Detection of inferior myocardial infarction based on densely connected convolutional neural network.
10.7507/1001-5515.201904028
- Author:
Peng XIONG
1
;
Yanping XUE
1
;
Ming LIU
1
;
Haiman DU
1
;
Hongrui WANG
1
;
Xiuling LIU
1
Author Information
1. Key Laboratory of Digital Medical Engineering of Hebei Province, College of Electronic and Information Engineering, Hebei University, Baoding, Hebei 071002, P.R.China.

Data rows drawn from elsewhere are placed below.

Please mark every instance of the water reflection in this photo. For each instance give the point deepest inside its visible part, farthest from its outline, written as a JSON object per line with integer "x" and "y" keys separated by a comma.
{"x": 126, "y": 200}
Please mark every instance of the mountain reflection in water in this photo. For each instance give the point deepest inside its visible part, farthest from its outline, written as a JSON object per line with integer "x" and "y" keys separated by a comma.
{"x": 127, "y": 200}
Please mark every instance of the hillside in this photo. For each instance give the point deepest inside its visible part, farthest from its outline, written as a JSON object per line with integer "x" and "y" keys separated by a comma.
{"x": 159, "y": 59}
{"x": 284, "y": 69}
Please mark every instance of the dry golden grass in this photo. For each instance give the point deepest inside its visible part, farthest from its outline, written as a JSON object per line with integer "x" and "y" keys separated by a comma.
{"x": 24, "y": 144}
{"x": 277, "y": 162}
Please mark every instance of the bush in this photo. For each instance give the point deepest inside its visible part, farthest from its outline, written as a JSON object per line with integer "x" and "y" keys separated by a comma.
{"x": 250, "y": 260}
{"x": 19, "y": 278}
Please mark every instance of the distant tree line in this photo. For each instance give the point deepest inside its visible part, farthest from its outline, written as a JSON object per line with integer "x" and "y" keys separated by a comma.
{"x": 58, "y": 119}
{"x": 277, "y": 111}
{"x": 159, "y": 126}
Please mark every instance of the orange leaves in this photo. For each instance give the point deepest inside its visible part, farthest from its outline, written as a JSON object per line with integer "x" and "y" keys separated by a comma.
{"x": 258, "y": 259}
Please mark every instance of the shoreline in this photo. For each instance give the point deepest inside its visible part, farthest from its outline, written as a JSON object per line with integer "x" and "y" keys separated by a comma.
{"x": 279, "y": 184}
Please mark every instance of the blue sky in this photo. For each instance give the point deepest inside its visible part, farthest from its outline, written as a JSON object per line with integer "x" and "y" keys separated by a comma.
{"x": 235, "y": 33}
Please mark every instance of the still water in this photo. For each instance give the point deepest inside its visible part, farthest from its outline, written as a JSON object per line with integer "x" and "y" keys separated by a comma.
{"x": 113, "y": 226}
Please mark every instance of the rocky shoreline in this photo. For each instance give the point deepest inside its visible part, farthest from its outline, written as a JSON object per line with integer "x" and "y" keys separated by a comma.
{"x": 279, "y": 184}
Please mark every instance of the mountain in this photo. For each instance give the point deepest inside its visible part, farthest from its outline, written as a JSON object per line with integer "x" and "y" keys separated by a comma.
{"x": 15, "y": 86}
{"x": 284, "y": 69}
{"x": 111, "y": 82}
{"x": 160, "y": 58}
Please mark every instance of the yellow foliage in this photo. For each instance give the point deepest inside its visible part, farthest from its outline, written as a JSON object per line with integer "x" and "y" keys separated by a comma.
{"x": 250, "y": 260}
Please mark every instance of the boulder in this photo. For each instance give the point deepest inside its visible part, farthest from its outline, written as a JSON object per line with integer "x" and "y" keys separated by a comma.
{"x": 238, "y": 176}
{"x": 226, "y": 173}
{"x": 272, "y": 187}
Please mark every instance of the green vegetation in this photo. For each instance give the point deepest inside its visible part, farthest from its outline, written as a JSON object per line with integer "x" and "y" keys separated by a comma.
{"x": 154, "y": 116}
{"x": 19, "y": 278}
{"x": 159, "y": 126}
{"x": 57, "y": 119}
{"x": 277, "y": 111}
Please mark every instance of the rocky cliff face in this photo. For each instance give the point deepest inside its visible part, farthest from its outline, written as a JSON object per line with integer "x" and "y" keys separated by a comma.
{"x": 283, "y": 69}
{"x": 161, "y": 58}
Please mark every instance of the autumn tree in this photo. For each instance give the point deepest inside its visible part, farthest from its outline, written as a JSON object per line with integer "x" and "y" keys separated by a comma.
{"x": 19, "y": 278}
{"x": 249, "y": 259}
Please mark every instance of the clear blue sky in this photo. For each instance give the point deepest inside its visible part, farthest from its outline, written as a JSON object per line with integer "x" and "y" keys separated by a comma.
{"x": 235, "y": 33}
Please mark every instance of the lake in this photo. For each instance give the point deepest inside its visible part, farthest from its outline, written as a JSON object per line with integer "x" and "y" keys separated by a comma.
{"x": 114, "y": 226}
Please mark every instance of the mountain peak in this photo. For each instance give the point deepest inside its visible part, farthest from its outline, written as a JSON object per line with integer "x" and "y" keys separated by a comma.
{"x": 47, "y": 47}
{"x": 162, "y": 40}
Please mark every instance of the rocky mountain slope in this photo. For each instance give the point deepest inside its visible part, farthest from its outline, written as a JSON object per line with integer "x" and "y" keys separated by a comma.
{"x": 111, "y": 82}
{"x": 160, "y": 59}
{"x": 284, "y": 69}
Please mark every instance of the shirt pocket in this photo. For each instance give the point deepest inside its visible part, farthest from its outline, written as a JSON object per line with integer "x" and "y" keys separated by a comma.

- Publication Type:Journal Article
- Keywords:
densely connected convolutional neural network;
electrocardiogram;
feature extraction;
inferior myocardial infarction
- From:
Journal of Biomedical Engineering
2020;37(1):142-149
- CountryChina
- Language:Chinese
-
Abstract:
Inferior myocardial infarction is an acute ischemic heart disease with high mortality, which is easy to induce life-threatening complications such as arrhythmia, heart failure and cardiogenic shock. Therefore, it is of great clinical value to carry out accurate and efficient early diagnosis of inferior myocardial infarction. Electrocardiogram is the most sensitive means for early diagnosis of inferior myocardial infarction. This paper proposes a method for detecting inferior myocardial infarction based on densely connected convolutional neural network. The method uses the original electrocardiogram (ECG) signals of serially connected Ⅱ, Ⅲ and aVF leads as the input of the model and extracts the robust features of the ECG signals by using the scale invariance of the convolutional layers. The characteristic transmission of ECG signals is enhanced by the dense connectivity between different layers, so that the network can automatically learn the effective features with strong robustness and high recognition, so as to achieve accurate detection of inferior myocardial infarction. The Physikalisch Technische Bundesanstalt diagnosis public ECG database was used for verification. The accuracy, sensitivity and specificity of the model reached 99.95%, 100% and 99.90%, respectively. The accuracy, sensitivity and specificity of the model are also over 99% even though the noise exists. Based on the results of this study, it is expected that the method can be introduced in the clinical environment to help doctors quickly diagnose inferior myocardial infarction in the future.